1 Antwort auf „Ende eines Kriegsspiels“


  1. 1 Freikaempfer 22. März 2013 um 18:13 Uhr

    Hi,
    den Artikel finde ich soweit gut. Allerdings möchte ich der Aussage widersprechen, das bisher keine Situation aufgetreten sei, in der eine Einsatzleitung von Ausschreitungen o.ä. so überrascht wurde das Einsatzkräfte via Hubschrauber angefordert wurden. Das ist nämlich tatsächlich schon (öfter) geschehen. Ein Beispiel dafür ist der 1. Mai 2011 in Hamburg. (Ich bin mir nicht mehr sicher, ob es wirklich 2011 oder doch 2010 war.) An diesem Tag kam es in Hamburg zu stärkeren Ausschreitungen als von der Polizei erwartet. Diese hatte damit gerechnet, das sich die linke Szene auf Berlin konzentrieren würde. Jedensfalls wurde dann im Laufe des Tages eine hamburger Polizei-Hundertschaft durch Hubschraubereinsatz von Berlin nach Hamburg verlegt, weil die Zeit drängte. Diese Hundertschaft konnte dann gerade so die Polizei vor Ort genug verstärken um die Situation in den Griff zu bekommen.
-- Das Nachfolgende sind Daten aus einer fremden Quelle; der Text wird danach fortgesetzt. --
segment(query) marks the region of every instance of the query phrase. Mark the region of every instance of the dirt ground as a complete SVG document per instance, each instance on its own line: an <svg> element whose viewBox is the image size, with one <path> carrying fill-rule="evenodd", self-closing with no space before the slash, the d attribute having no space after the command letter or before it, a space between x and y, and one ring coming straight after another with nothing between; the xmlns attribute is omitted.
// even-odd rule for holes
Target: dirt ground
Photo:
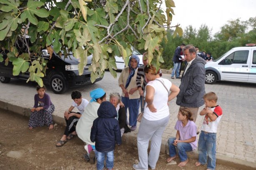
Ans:
<svg viewBox="0 0 256 170"><path fill-rule="evenodd" d="M49 130L46 126L28 129L28 118L0 110L0 170L95 170L82 159L83 142L75 136L63 147L55 145L63 134L63 126ZM206 166L196 167L196 160L189 159L182 168L166 164L167 155L161 154L156 170L206 170ZM115 150L114 169L132 170L138 159L137 148L122 145ZM179 161L175 161L178 163ZM238 169L217 165L216 170Z"/></svg>

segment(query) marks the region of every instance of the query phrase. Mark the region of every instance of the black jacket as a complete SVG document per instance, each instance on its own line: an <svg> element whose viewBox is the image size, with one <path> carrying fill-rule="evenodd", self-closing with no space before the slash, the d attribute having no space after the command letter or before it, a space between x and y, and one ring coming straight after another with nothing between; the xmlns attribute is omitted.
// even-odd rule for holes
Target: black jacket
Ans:
<svg viewBox="0 0 256 170"><path fill-rule="evenodd" d="M204 104L203 97L205 94L205 60L197 55L186 73L183 72L179 87L180 92L176 100L177 105L198 108Z"/></svg>
<svg viewBox="0 0 256 170"><path fill-rule="evenodd" d="M174 55L173 58L173 61L175 62L181 62L181 60L179 60L179 58L182 58L181 56L180 55L181 52L182 50L182 49L180 46L178 47L175 50L175 52L174 52Z"/></svg>
<svg viewBox="0 0 256 170"><path fill-rule="evenodd" d="M114 150L115 142L122 143L118 121L115 117L117 113L115 107L109 102L100 104L97 112L98 118L93 121L90 132L90 140L95 142L97 151L106 152Z"/></svg>

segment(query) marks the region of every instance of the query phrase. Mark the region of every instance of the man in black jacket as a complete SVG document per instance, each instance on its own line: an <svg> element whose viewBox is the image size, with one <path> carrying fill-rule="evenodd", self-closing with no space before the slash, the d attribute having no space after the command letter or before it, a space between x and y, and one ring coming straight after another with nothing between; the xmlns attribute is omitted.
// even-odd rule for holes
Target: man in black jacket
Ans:
<svg viewBox="0 0 256 170"><path fill-rule="evenodd" d="M172 79L174 78L174 76L175 74L175 72L176 72L176 78L181 78L180 76L180 67L181 67L181 62L182 60L182 57L181 55L183 55L182 52L182 48L185 46L184 44L181 44L181 45L178 47L176 50L175 50L175 52L173 55L173 71L171 72L171 78Z"/></svg>

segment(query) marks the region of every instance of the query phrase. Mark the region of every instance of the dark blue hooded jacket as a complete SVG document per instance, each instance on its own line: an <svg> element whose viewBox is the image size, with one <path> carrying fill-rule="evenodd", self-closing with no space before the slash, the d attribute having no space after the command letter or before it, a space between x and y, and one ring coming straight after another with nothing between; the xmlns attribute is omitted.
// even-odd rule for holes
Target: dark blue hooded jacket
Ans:
<svg viewBox="0 0 256 170"><path fill-rule="evenodd" d="M106 152L114 150L115 142L121 145L122 138L115 108L109 102L101 103L97 114L98 118L93 121L90 132L90 140L95 142L96 150Z"/></svg>

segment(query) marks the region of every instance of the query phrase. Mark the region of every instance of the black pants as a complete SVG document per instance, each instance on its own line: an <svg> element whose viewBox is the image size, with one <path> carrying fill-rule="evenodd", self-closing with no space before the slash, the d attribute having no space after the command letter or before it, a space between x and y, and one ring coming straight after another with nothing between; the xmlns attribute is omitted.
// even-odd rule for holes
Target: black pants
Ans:
<svg viewBox="0 0 256 170"><path fill-rule="evenodd" d="M79 112L71 112L71 113L80 114ZM70 117L68 120L65 118L65 120L66 120L67 126L66 126L66 129L64 132L64 135L68 136L70 133L75 131L75 125L79 120L79 118L76 116L73 116Z"/></svg>

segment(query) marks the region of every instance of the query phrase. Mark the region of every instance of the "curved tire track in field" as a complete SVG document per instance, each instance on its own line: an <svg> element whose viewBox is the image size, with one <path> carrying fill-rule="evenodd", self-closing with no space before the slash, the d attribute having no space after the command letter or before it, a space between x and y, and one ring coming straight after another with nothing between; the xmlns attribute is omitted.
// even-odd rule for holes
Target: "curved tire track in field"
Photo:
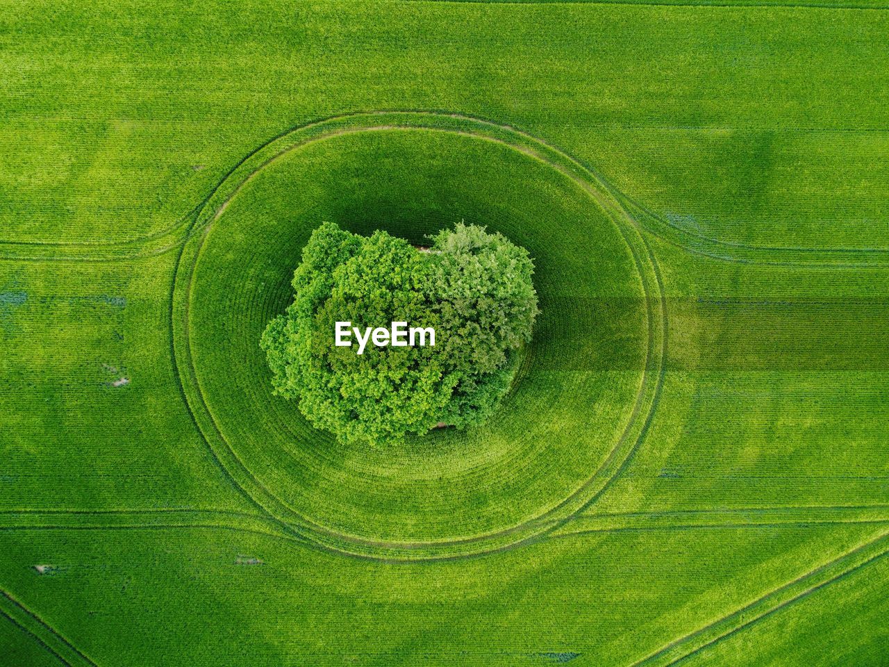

    Ansonsten stimme ich durchaus zu, das die Polizei in Berlin nicht einfach einen 0815-Einsatz gegen Hooligangs trainierte. In diesem Zusammenhang möchte ich auch fix auf die Existens von „Übungs-Städten“ der Bundeswehr hinweisen. So z.B. auf dem brandenburgischen Truppenübungsplatz Lehnin oder, seit diesem Jahr das Neubauprojekt, auf dem Truppenübungsplatz Altmark in Sachsen-Anhalt. Diese Trainingseinrichtungen werden natürlich nicht nur von der Bundeswehr, sondern auch vom THW oder eben der Polizei genutzt.

    Es bleibt also spannend!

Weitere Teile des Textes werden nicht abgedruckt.